I will go back to playing WoW and ganking allies ftw!
- P
There are pictures of the shelves as the 12th post down on this page: http://www.americastestkitchen.com/ibb/posts.aspx?postID=245118&postRepeater1-p=6#252129
I've no idea how many cook books we own and it is probably about 1/6 of the total library.
I put my wife's weekly menus up as a blog: http://menu.vldyson.com and early the following week post pictures of process and plate.
Hi honey, absolutely right, it could be used for more than cookbooks, publishers need to wake up. Stop ganking, it's not nice!

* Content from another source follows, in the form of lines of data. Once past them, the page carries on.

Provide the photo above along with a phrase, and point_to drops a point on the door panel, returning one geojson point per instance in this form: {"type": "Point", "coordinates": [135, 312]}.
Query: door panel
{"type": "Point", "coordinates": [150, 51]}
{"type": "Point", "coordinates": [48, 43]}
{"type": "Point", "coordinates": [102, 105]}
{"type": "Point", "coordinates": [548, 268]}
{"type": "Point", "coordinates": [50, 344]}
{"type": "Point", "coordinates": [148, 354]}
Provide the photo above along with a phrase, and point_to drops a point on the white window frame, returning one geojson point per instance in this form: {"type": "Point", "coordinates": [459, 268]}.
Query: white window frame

Hi ntsc, I can see you and your wife are really voracious readers, that is a lot of books, no wonder your wife spends so much time trying to keep track!
It's a great idea.
If the book's on google books, you can use it too - http://books.google.com/
Harold McGee has a link to the google book search results for On Food and Cooking at his site.
Sorry to rain on your idea but anything to do with removing the tactile pleasure of thumbing through books and using a bit of brain power to find something and rendering the function to electronic means is a Not a Good Idea in my book, pardon the pun.

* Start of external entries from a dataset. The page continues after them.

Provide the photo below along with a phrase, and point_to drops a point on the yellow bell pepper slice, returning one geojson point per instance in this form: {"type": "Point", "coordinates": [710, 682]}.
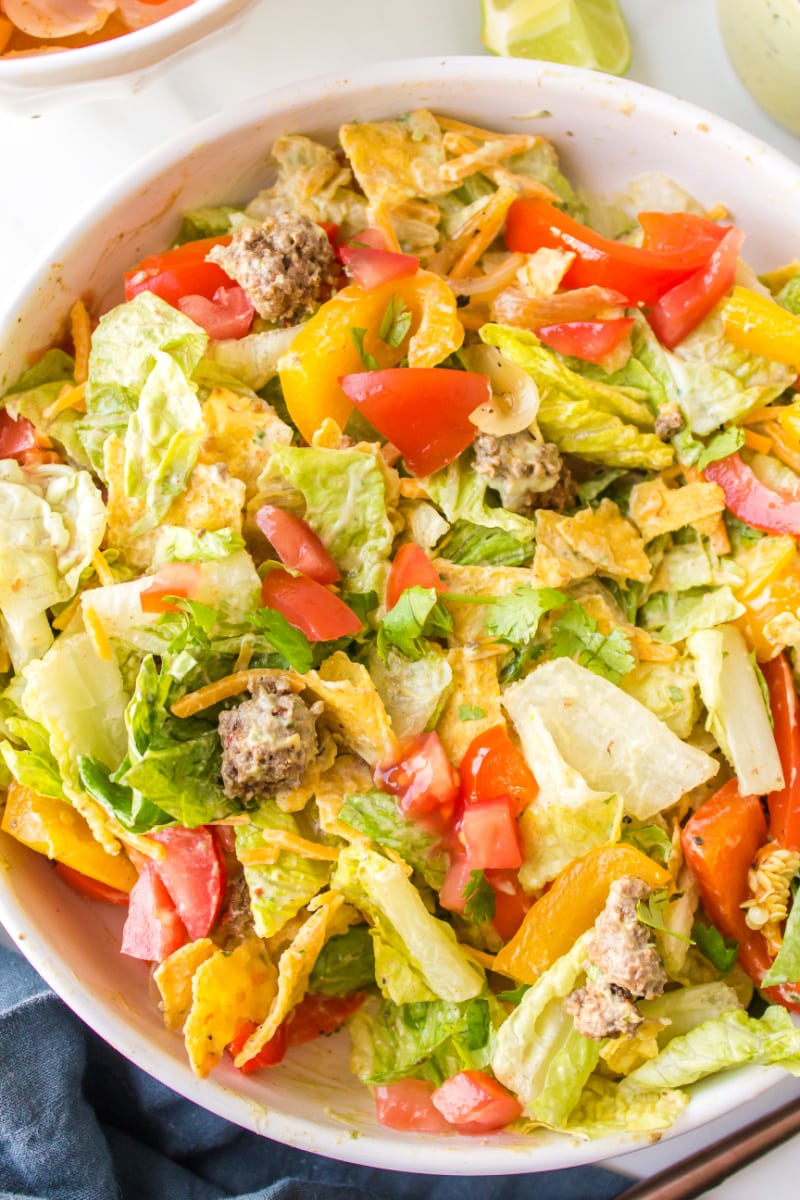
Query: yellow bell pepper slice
{"type": "Point", "coordinates": [571, 906]}
{"type": "Point", "coordinates": [324, 348]}
{"type": "Point", "coordinates": [758, 324]}
{"type": "Point", "coordinates": [54, 828]}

Quite frankly, I absolutley love the thrill of the chase. Some books fall open at regularly used pages; others take a bit more teasing out.
If the geeks have their way we will never be away from a computer screen.
Kitchen Hand
Hi zoe, thanks for the link, it looks absolutely fascinating; they have a section devoted to cookbooks too, very useful.
Hi paul, you're out! I don't mind a bit of rain coming my way, but would you mind sprinkling some over the catchments as well? Oh, and a little bit for my secret morel patch!
It's not my idea, but I will say this. I drove manual cars until my early forties and thought to drive nothing else. When I bought my first auto, it was because that's what my current wife could drive. I still love to drive manuals but I now love to drive autos too. My wife still doesn't drive me anywhere.
Neil! What an excellent idea- my only concern is that I will lose all together those lovely moments when I do peruse my cookbooks and get lost in a world of forgotten flavours as I search for 'that' recipe! There is still something to be said for searching for one recipe and arriving at another instead.
But for those moments (too many of them) when time is short- what an excellent way to find what you're looking for!
Hi intrepid, don't get me wrong, I'd never leave the cookbooks that way, I love to sift through them, but there are times when I need a specific recipe or text and can't remember exactly where it is. We need to take the best of both worlds.